Davis was a candidate for the Heisman Trophy, competing against Ohio State Fullback Bob Ferguson and Texas Running back Jimmy Saxton. In one of the closest votes in Heisman history, Davis won with 824 points, only 53 more than Bob Ferguson. Davis became the first African-American player to win the award. He is also the only Syracuse University player to ever win the award. While in New York City to receive the trophy, he met president John F. Kennedy

Professional Hopes, and a Tragic End

After being drafted first overall by the Washington Redskins, the Cleveland Browns traded for the rights to Davis, hoping to pair him with Hall of Fame running back Jim Brown. His contract with the Browns was announced as a three-year no-trade no-cut agreement worth $65,000 with a $15,000 signing bonus, the largest rookie contract to that point in the NFL. The contract was actually considerably larger than stated, but the full details were not disclosed until 1979. The Buffalo Bills of the competing AFL had offered even more money than that, but it is believed that Davis accepted the Brown's offer because the NFL had more prestige and recognition than the upstart AFL.

Because of his success, Elmira held "Elmira Salutes Ernie Davis Day" on February 3, 1962. Guests included New York Governor Nelson Rockefeller, Browns owner Art Modell and now teammate Jim Brown. The city gave Davis a new 1962 Pontiac Thunderbird convertible. President Kennedy sent a telegram which was read at the ceremony, saying:

"Seldom has an athlete been more deserving of such a tribute. Your high standards of performance on the field and off the field, reflect the finest qualities of competition, sportsmanship and citizenship. The nation has bestowed upon you its highest awards for your athletic achievements. It's a privilege for me to address you tonight as an outstanding American, and as a worthy example of our youth. I salute you."

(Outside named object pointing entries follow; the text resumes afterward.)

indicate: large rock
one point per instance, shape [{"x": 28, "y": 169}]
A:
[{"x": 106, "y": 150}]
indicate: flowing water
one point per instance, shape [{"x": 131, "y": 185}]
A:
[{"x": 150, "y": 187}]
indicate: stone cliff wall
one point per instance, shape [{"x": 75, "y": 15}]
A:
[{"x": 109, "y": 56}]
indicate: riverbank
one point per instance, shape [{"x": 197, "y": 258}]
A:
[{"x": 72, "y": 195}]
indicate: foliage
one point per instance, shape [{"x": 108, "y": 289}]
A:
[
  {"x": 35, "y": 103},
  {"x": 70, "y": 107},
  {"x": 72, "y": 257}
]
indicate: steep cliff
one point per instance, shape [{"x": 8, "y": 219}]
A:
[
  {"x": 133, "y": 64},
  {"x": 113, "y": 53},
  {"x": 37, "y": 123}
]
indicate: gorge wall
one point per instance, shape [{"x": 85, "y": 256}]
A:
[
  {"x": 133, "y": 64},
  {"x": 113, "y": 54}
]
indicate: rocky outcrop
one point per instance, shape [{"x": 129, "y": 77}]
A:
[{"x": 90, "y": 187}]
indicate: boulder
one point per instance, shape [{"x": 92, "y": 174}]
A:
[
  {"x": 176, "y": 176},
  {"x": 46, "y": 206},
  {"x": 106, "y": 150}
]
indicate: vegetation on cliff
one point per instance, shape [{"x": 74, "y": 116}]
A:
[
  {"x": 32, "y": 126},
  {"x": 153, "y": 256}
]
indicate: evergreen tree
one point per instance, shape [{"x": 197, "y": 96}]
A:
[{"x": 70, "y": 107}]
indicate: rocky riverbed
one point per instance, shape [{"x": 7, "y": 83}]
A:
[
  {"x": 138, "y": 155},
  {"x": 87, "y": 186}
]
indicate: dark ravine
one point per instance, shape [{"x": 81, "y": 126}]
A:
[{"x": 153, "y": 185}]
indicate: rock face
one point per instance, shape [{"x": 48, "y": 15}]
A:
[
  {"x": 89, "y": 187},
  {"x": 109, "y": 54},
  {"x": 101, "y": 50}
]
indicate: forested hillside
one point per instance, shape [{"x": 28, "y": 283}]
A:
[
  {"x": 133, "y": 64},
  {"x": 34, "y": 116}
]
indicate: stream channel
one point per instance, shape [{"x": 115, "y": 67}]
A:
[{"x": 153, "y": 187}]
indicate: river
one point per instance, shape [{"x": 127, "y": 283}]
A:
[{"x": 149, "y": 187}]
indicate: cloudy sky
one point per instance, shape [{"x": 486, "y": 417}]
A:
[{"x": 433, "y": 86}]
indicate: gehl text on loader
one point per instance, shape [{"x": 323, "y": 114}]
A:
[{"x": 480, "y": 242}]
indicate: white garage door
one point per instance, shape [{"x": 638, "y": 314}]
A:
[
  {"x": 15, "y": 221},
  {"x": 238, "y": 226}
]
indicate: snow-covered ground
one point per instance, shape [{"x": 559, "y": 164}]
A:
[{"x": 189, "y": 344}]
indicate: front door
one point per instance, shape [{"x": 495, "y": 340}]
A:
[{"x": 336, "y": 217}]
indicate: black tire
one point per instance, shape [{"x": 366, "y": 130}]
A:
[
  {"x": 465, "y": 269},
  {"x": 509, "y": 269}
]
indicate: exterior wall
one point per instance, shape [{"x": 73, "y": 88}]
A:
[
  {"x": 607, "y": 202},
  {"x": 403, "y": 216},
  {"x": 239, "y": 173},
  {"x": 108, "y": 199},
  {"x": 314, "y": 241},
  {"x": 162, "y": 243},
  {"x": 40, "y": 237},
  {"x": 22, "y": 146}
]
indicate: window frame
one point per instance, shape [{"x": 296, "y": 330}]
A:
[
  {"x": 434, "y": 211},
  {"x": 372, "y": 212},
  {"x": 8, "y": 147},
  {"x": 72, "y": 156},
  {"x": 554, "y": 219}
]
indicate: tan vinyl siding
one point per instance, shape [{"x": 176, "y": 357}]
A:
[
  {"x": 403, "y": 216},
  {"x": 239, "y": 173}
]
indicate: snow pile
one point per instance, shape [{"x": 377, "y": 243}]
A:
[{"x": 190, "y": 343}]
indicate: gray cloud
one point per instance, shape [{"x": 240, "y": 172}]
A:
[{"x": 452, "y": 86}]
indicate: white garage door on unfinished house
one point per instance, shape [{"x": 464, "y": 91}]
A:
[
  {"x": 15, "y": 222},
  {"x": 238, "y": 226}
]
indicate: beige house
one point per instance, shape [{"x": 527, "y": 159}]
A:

While training for the College All-Star game against the defending NFL champion Green Bay Packers that July, Davis woke one morning with swelling in his neck. He was sent to a local hospital, where he was diagnosed with acute monotypic leukemia on July 30, 1962. Originally, doctors told Davis that he had a blood disorder, and didn't tell him the official diagnosis until the following October.

Doctors in Cleveland were able to treat the leukemia to a point of remission, and Davis began thinking about playing football once more. He often attended Browns practices, and said that he felt strong enough to participate. However, trainers for the Browns encouraged coach Paul Brown not to play Davis, due to the potential risks to his health.

Davis wrote an article for the March 30, 1963 edition of the Saturday Evening Post. Titled "I'm Not Unlucky" Davis broke down his life up to that point. He wrote, "I was never in pain and I never felt sick. That was the hardest part." He expressed optimism about his chances to defeat his leukemia, and how he was looking forward to playing for the Browns in the upcoming season.

Less than two months later, on May 18, 1963, Ernie Davis died from his leukemia.

The Cleveland Browns retired #45 in his memory during a ceremony held shortly after his death, even though he had never taken the field for the Browns. Davis was posthumously elected to the National Football Foundation and College Hall of Fame in 1979. His high school alma mater, the Elmira Free Academy, was renamed Ernie Davis Middle School in 1964. A statue of Davis currently stands out in front of the school.

A movie about Davis' life called "The Express" is currently in production.